Die European Broadcasting Union definiert den Pegel von -23LUFS (23dB unterhalb der Vollaussteuerung) als Normlautstärke. Die durchschnittliche Lautheit eines Musikstücks wird mit einem komplexen Messverfahren ermittelt und mit dem Richtwert von -23LUFS verglichen. Die Abweichung davon wird als «+/-»-Differenzwert erfasst. Die Wiedergabesoftware im Radiostudio oder Streaming-Dienst kann so das Nachregeln der Lautstärke anhand dieser Werte automatisch ausführen. Wie laut oder leise generell gehört wird, bestimmt aber immer noch der Hörer, nur die deutlichen Lautstärkeunterschiede zwischen den Stücken verschwinden. Der Lautstärkeunterschied innerhalb des Musikstücks, also die Dynamik, bleibt jedoch unangetastet. Apple Sound Check, Spotify, Tidal, Youtube arbeiten alle mit Lautstärkenormalisierung. Eine feine Sache, besonders wenn sich die Automatik bei Bedarf ein- und ausschalten lässt. Auch der Lautstärkewahn wird damit ausgetrickst, da laute Stücke einfach leiser geregelt werden. Ein dynamikkomprimiertes, auf Normlautstärke heruntergeregeltes Musikstück (tiefer DR-/PLR-Wert) klingt im Vergleich zu einem dynamischen Song deutlich schlechter.

 

Abkehr vom Lautstärkewahn

Lautstärkenormalisierung ist allerdings kein uneingeschränkt positives Mittel und eigentlich in erster Line eine Symptombekämpfung. Langfristig ist die Abkehr vom Lautstärkewahn der richtige Weg. Hier können Streaming-Plattformen einiges in Bewegung bringen: Einfach laut Mastern bringt nichts mehr. Im Gegenteil: Normalisiert treten klangliche Schwächen offen zutage. Innerhalb eines Albums gibt es dynamischere und ruhigere Lieder. Bei Klassik unterscheiden sich die vier Sätze einer Symphonie auch durch deren Lautheit. Hört man ein Album als Ganzes, regelt die Normalisierung diese gewünschten Unterschiede aber weitgehend aus. Wie stark die Lautstärkenormalisierung für klangliche Unterschiede zwischen Streaming und Wiedergabe ab CD oder Musikserver verantwortlich ist, bleibt offen. Klangvergleiche sind nur dann aussagekräftig, wenn man Vergleichsstücke mit identischer Lautstärke abspielt.

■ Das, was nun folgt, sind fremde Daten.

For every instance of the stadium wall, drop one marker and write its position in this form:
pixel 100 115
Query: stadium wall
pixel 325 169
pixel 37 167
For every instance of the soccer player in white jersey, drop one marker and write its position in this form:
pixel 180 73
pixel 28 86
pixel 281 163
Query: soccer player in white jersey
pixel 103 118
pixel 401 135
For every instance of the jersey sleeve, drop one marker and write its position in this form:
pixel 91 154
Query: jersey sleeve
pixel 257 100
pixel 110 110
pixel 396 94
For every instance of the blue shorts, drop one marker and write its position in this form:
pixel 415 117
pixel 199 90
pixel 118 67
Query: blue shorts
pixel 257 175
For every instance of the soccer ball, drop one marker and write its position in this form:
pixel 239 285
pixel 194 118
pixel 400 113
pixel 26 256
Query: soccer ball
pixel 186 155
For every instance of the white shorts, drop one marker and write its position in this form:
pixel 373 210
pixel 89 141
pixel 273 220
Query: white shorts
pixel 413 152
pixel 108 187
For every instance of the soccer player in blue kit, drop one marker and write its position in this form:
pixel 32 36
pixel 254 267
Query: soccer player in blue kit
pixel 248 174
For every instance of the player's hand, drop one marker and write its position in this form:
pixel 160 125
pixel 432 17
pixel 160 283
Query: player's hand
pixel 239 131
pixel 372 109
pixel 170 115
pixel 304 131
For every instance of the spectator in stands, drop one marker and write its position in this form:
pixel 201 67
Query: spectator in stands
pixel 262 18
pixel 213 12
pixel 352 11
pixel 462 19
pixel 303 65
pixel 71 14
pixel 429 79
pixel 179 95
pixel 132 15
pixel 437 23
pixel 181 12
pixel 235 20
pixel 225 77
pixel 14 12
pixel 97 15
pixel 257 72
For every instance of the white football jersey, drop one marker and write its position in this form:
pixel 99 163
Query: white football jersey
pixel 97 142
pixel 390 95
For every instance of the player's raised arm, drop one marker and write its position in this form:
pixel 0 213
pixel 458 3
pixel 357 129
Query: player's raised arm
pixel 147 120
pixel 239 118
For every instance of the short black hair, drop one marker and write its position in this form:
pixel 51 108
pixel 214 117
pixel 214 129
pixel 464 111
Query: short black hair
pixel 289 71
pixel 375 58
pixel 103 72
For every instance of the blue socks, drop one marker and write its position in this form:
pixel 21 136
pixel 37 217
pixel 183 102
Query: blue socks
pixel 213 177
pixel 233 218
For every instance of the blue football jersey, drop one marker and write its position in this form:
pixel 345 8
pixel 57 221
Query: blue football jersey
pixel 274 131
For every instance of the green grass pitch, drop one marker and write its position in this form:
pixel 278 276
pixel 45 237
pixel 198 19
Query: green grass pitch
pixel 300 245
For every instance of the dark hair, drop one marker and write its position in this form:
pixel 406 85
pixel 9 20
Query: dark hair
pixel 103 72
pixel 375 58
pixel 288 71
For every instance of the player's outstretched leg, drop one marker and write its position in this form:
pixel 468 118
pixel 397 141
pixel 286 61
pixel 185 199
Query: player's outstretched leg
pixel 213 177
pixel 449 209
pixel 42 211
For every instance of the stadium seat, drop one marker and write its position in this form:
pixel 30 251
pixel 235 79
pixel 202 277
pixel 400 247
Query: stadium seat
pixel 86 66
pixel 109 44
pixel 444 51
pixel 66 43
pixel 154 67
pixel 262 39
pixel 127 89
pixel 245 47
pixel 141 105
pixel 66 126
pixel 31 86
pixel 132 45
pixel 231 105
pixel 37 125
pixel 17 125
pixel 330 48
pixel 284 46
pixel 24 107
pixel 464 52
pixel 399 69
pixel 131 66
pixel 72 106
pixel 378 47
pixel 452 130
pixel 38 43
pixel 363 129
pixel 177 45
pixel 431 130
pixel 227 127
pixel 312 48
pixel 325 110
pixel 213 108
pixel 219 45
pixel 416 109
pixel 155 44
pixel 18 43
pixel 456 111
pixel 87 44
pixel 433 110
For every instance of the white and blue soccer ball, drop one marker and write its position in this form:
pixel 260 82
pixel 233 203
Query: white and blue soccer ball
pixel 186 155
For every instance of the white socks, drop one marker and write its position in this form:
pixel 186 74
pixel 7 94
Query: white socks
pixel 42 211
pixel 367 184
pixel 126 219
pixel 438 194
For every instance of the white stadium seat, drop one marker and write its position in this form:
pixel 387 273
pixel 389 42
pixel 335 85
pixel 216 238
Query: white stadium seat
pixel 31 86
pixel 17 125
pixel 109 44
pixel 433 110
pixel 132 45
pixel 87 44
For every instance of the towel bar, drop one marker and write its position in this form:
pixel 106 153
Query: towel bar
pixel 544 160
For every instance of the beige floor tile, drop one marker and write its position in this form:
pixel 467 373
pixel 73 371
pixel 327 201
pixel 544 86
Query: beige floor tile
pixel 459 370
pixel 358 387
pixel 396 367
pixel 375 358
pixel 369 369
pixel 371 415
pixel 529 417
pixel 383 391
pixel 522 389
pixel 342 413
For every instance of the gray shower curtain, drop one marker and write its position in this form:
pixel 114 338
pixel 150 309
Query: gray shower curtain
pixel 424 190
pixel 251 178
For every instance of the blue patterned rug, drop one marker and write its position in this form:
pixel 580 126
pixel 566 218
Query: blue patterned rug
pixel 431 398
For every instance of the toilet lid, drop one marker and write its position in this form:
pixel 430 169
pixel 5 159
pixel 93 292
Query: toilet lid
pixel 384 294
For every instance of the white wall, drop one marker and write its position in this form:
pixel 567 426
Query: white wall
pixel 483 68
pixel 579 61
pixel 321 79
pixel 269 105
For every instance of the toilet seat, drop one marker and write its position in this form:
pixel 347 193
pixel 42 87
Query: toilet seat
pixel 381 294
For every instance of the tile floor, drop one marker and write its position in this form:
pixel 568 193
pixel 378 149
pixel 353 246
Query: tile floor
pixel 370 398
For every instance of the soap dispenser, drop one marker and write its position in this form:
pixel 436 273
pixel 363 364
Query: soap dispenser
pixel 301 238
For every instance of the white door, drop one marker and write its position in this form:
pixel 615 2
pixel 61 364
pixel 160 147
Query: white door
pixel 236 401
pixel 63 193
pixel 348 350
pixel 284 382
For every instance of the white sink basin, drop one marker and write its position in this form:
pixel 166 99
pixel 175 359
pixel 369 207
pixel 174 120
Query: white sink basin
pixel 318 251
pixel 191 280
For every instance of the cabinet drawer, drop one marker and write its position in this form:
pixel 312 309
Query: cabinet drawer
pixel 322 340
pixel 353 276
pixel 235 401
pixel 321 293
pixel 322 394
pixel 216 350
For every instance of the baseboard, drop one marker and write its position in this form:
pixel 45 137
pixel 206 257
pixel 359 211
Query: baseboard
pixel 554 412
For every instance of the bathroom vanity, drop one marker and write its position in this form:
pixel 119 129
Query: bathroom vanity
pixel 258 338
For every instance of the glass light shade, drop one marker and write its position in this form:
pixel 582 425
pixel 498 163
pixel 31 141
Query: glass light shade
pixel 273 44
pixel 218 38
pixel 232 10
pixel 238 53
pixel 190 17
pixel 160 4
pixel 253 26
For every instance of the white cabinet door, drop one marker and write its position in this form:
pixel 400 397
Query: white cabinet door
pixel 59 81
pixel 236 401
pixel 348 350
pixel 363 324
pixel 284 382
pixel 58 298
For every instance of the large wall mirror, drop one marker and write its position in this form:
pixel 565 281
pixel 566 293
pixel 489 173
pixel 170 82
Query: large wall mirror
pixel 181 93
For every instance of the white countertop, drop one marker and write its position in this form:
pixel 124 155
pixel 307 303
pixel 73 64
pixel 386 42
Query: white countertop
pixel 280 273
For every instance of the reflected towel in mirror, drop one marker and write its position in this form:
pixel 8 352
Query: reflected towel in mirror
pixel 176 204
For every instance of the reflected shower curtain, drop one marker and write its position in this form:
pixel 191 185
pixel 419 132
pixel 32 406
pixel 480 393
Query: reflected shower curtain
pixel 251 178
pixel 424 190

Aus audiophiler Sicht sind Streaming-Dienste mit gewisser Skepsis zu betrachten. Wer auf kompromisslose Klangqualität aus ist, wird diese Dienste eher als Ergänzung denn als Ersatz zu seiner sorgsam im Server oder auf CD/LP angelegten Sammlung betrachten. Eine leichte, behutsam eingesetzte Dynamikkompression kann sich klanglich durchaus positiv auswirken. Details lassen sich klarer wahrnehmen. Es ist aber wie bei Speisen, zu viel an Würze verdirbt das Essen.